O projeto consiste em produzir um manual de sobrevivência para pessoas em condição de vulnerabilidade, além de trazer tecnologias de um “pensamento descolonizado”, com abordagens que “superam o que foi construído no imaginário coletivo, através da televisão, das revistas, da mídia”. “Eu vejo um trabalho intelectual e artístico a caminho”, afirma.
Para ela, hoje se vive uma guerra de narrativas, um vai ou racha. “Estamos sendo soterradas, sufocas, asfixiadas. Estamos travando uma guerra de independência ou morte a cada declaração, a cada apresentação”, declara. Segundo a cantora, a arte é um lugar estratégico desta disputa pois “é o único espaço que confere protagonismo aos pretos” e que agora é o momento de decidir “em qual lado lutar”.

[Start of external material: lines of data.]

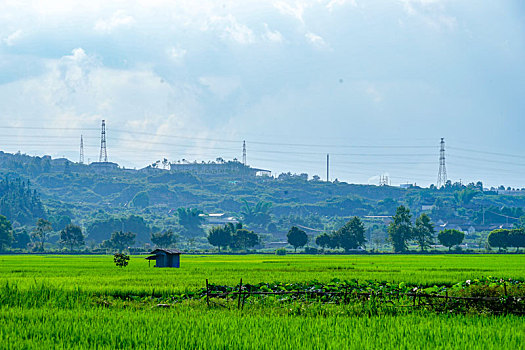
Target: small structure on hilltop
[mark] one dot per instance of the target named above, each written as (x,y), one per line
(165,257)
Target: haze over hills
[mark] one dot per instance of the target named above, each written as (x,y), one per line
(103,197)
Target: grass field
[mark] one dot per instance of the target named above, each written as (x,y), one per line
(99,274)
(52,302)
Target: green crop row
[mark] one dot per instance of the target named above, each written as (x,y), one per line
(191,328)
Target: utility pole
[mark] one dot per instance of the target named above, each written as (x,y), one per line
(327,167)
(103,152)
(81,161)
(442,175)
(244,153)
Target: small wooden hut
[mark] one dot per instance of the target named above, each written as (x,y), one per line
(165,257)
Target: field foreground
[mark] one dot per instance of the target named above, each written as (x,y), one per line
(68,302)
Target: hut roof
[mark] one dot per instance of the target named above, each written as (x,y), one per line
(166,251)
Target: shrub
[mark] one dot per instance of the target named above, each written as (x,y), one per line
(120,259)
(280,251)
(311,250)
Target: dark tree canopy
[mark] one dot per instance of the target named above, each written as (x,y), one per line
(351,235)
(423,232)
(120,240)
(41,231)
(141,200)
(220,236)
(72,236)
(121,260)
(323,240)
(21,239)
(164,239)
(6,234)
(400,229)
(191,220)
(258,214)
(297,237)
(504,238)
(450,238)
(244,239)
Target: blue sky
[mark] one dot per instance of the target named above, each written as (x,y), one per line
(374,83)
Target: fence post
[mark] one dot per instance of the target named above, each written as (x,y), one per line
(240,294)
(207,294)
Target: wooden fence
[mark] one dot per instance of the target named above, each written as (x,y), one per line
(505,303)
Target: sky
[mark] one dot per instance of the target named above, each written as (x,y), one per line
(376,84)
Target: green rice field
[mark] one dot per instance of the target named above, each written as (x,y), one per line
(65,302)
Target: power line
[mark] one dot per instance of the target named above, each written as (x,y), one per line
(103,152)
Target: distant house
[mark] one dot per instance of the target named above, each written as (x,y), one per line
(103,167)
(232,168)
(165,257)
(218,219)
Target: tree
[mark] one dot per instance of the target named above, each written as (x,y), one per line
(423,233)
(517,238)
(450,238)
(351,235)
(297,238)
(499,238)
(120,259)
(164,239)
(258,214)
(20,239)
(220,236)
(190,219)
(400,229)
(6,234)
(323,240)
(72,236)
(465,196)
(43,227)
(244,239)
(120,240)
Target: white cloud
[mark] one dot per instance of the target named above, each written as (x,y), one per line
(315,40)
(220,85)
(13,37)
(374,94)
(296,10)
(431,12)
(176,54)
(273,36)
(230,29)
(333,4)
(118,19)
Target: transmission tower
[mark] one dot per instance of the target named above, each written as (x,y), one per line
(327,167)
(442,175)
(384,180)
(81,150)
(244,153)
(103,153)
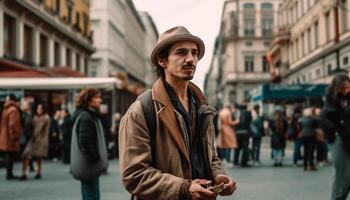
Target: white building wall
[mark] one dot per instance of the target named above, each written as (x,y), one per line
(1,25)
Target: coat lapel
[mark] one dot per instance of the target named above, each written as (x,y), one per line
(168,117)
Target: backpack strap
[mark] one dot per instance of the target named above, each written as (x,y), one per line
(150,117)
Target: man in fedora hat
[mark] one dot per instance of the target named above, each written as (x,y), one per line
(179,161)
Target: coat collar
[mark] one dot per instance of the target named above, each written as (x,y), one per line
(167,114)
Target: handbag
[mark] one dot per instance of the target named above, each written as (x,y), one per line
(81,168)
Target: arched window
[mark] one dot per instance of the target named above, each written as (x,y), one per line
(266,19)
(249,19)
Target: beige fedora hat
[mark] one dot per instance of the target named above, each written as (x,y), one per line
(176,34)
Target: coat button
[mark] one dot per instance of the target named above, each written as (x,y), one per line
(184,164)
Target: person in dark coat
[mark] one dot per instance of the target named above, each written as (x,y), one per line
(308,126)
(10,132)
(88,104)
(66,131)
(278,128)
(335,123)
(243,134)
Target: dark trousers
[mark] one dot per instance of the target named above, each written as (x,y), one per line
(224,154)
(296,151)
(256,148)
(321,151)
(10,160)
(243,142)
(309,148)
(90,189)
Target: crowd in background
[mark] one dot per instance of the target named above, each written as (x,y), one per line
(37,136)
(240,130)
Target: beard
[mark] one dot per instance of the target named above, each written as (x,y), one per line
(188,78)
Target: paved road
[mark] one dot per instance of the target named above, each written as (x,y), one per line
(263,183)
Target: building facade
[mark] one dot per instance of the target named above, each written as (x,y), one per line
(122,40)
(46,33)
(151,39)
(245,34)
(312,41)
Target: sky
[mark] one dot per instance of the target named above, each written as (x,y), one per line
(200,17)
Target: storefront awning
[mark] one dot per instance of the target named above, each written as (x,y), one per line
(58,83)
(276,92)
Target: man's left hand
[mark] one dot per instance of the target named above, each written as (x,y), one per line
(229,184)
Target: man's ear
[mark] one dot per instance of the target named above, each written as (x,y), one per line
(161,62)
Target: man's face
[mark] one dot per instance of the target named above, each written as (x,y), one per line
(345,89)
(182,60)
(96,102)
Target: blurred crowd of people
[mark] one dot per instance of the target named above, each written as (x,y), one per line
(240,130)
(28,134)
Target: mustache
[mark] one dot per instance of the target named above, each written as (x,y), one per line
(188,65)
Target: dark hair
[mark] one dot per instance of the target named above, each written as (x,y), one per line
(163,54)
(42,105)
(13,97)
(256,107)
(336,85)
(85,96)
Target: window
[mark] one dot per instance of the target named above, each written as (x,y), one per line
(344,14)
(58,6)
(57,50)
(329,69)
(328,28)
(86,24)
(267,43)
(316,34)
(77,62)
(86,66)
(68,57)
(70,10)
(9,36)
(297,54)
(302,45)
(309,47)
(249,19)
(249,44)
(249,63)
(345,60)
(265,64)
(318,73)
(28,44)
(234,24)
(267,19)
(43,51)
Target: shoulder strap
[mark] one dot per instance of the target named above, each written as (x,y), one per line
(150,117)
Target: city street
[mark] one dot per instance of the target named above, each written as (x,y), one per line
(263,183)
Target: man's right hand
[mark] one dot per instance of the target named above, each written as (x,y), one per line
(198,191)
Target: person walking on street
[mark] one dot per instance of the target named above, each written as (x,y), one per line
(335,123)
(27,129)
(66,131)
(10,132)
(243,134)
(115,131)
(257,129)
(226,140)
(278,127)
(88,131)
(308,126)
(177,160)
(37,146)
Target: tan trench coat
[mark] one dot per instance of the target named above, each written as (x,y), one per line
(10,128)
(38,144)
(227,136)
(172,159)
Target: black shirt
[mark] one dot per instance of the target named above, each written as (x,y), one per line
(194,144)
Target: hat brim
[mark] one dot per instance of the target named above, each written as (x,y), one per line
(177,38)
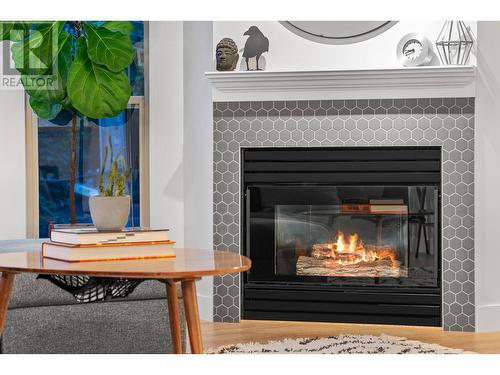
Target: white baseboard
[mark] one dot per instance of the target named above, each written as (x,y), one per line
(487,318)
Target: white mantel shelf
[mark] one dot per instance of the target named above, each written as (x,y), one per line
(419,82)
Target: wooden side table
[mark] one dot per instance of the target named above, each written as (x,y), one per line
(188,266)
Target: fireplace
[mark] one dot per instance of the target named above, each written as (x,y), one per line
(347,234)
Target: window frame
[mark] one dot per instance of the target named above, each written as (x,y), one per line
(32,175)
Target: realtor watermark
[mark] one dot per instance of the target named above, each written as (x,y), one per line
(35,65)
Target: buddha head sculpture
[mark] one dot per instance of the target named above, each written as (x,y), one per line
(226,54)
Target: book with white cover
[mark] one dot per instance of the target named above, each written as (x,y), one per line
(93,253)
(86,235)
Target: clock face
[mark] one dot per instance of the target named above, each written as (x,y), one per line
(412,49)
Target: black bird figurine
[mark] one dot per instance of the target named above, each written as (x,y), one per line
(255,46)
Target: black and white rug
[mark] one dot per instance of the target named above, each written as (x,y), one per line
(339,344)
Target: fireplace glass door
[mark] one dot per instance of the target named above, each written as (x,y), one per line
(354,235)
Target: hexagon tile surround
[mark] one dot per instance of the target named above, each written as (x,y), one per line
(447,122)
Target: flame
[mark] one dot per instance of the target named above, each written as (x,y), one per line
(354,251)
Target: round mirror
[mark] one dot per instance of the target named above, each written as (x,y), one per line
(338,32)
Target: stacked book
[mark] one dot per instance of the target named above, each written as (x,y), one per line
(87,244)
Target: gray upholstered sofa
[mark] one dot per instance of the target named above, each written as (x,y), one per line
(43,318)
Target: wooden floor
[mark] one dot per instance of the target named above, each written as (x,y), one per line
(217,334)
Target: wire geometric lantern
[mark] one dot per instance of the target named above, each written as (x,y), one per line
(454,43)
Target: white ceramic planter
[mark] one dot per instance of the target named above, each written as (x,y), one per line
(109,213)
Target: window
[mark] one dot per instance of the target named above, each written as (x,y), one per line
(49,157)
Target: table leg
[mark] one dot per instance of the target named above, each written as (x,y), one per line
(6,281)
(173,315)
(192,315)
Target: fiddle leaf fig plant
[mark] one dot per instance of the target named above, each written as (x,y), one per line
(72,70)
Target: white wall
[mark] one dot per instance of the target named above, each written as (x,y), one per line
(180,114)
(198,153)
(12,164)
(487,178)
(166,128)
(288,51)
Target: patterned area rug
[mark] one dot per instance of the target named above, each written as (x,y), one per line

“Disseram que o lugar da mulher era na cozinha, nos espaços subalternos. O que tenho para dizer é que nossa carne não é mais a carne mais barata do mercado. Nosso lugar é onde a gente quiser. A gente precisa cantar junto, sonhar junto, caminhar junto. Eleger mais pessoas pretas, indígenas. A diversidade é o que nos identifica como população brasileira. Precisamos estar nesses espaços de poder para pautar nossa vida, nossa luta. Preciso de mais gente no legislativo, no judiciário, nas universidades. Precisamos nos conectar aos artistas que estão na rede de mãos dadas com essas demandas”, afirma Doralyce.
Lançamento de single
No último dia 20, a cantora ainda lançou o single ‘Festa Boa’. Com uma pegada humorada e doses de discernimento social, a letra traz uma campanha contra o assédio ao mesmo tempo que sugere a alternância de poder e um lugar de destaque para as figuras femininas – como abordado com a cantora nesta matéria. Para Doralyce, “’Festa Boa’ é para mexer o corpo e a mente juntos e só acontece no lugar onde a diversidade se sente acolhida e representada”.
Produzido pelo DJ baiano Felipe Pomar e composto pela cantora, o single traz a sonoridade pop do brega-funk, com a cara do Nordeste brasileiro. No elenco do clipe, dirigido por Henrique Alqualo, estão nomes como as cantoras Majur, Bia Ferreira, Janamô, Késia Estácio e os influenciadores Gab Hebling e Rodrigo França. “Uma galera que convive e luta junto comigo”, diz a artista.